The Bi-Polar Express
My father was bi-polar. His brother had it. His sister had it and there was a good chance his mother had it. Bi-polar is the current name but growing up, we knew it as manic depression. As I grew up, I worried if I was next in line but thankfully, it skipped my siblings and I.
I’m three years older than my brother and as kids we bugged each other - a lot. As our mother drove us around in her old Ford around with him and I bouncing around in the back (sans seat belts), he developed laser-like timing. He’d smack me on the arm and yell that I hit him. Just as I retaliated, my mother would turn around (while still driving) and see me whack him in retaliation.

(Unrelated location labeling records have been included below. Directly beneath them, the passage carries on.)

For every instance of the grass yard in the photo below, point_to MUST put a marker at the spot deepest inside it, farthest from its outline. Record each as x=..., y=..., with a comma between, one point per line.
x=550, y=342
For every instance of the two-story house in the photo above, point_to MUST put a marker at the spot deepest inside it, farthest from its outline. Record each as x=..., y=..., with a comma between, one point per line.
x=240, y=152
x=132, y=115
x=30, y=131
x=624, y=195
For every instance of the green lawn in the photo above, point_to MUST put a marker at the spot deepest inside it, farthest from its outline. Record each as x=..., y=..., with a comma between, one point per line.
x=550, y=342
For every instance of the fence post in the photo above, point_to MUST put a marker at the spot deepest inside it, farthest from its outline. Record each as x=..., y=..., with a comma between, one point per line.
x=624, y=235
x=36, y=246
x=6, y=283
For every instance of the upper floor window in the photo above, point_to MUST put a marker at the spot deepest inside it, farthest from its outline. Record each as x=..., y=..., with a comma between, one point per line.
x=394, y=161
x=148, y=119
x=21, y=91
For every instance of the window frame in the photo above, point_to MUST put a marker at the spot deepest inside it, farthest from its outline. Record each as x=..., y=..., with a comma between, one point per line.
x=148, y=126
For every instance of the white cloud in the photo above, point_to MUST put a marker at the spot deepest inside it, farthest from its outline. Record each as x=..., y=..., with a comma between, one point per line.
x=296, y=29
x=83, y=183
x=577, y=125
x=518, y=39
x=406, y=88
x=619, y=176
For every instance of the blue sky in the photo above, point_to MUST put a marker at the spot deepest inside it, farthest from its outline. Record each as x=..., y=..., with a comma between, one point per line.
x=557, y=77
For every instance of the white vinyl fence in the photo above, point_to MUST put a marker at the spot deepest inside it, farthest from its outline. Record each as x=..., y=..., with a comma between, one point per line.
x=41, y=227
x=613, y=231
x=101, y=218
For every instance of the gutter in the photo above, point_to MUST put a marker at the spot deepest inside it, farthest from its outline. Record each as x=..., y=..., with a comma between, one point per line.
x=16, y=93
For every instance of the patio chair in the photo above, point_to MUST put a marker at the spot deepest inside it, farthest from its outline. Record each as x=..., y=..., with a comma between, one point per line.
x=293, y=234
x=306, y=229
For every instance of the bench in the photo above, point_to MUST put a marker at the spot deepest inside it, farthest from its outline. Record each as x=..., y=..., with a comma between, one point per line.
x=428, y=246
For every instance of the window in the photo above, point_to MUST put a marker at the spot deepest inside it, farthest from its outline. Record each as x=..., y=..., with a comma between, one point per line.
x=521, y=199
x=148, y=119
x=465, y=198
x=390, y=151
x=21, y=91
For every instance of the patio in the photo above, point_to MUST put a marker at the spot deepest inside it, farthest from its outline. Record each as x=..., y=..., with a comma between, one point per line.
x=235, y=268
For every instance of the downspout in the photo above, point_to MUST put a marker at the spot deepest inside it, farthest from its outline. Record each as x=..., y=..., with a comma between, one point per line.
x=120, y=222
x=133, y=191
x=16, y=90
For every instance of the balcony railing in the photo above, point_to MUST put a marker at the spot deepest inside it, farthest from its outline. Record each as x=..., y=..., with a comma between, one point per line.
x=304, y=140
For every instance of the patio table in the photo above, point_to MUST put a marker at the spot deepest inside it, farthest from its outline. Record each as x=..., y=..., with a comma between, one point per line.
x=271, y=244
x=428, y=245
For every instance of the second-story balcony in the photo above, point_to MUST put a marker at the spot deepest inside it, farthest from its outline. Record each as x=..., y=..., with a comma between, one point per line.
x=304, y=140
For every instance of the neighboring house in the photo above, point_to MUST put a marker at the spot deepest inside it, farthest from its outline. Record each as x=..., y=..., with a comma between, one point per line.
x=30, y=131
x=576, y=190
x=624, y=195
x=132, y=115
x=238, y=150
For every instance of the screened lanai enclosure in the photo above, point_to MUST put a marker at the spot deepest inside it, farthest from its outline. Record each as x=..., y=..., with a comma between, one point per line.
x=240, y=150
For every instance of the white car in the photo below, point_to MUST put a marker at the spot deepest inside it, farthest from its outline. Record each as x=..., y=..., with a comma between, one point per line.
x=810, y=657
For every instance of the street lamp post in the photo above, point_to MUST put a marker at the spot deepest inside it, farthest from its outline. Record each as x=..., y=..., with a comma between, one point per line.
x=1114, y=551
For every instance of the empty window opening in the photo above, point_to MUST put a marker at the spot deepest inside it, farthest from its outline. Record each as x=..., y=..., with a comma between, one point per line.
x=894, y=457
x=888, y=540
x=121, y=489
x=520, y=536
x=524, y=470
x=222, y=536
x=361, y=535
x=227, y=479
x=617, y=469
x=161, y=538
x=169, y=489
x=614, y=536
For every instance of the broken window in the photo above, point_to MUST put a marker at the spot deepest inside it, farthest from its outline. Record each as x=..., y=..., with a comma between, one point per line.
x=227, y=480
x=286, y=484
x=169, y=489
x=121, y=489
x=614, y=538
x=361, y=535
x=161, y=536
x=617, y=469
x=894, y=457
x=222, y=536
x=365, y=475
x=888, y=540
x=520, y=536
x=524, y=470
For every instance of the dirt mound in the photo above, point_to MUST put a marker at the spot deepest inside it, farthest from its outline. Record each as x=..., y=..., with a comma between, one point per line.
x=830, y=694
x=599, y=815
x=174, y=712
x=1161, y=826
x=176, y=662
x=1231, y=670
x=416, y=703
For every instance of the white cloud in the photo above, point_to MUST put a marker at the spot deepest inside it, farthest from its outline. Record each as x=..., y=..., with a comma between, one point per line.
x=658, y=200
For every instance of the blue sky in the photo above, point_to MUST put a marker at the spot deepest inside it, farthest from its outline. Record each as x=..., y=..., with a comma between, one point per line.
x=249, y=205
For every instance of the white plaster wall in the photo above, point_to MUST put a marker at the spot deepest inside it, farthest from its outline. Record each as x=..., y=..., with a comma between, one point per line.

I’d then get hell for beating up my younger (and smarter) sibling. His timing led him to become a stand-up comic in Canada, opening up for the likes of the Smothers Brothers and Harry Belafonte.
However, we were too young to understand my father’s illness. All we knew was he identified with Archie Bunker and was both a loving father and a racist misogynist who yelled at his kids a lot. Occasionally, he spanked us. His bark was worse than his bite, but as kids, we feared the wrath of Dad.
Our living room consisted of a black and white TV, a couch covered in a fabric as soft as a nylon kitchen scrubber and my father’s easy chair covered in Naugahyde.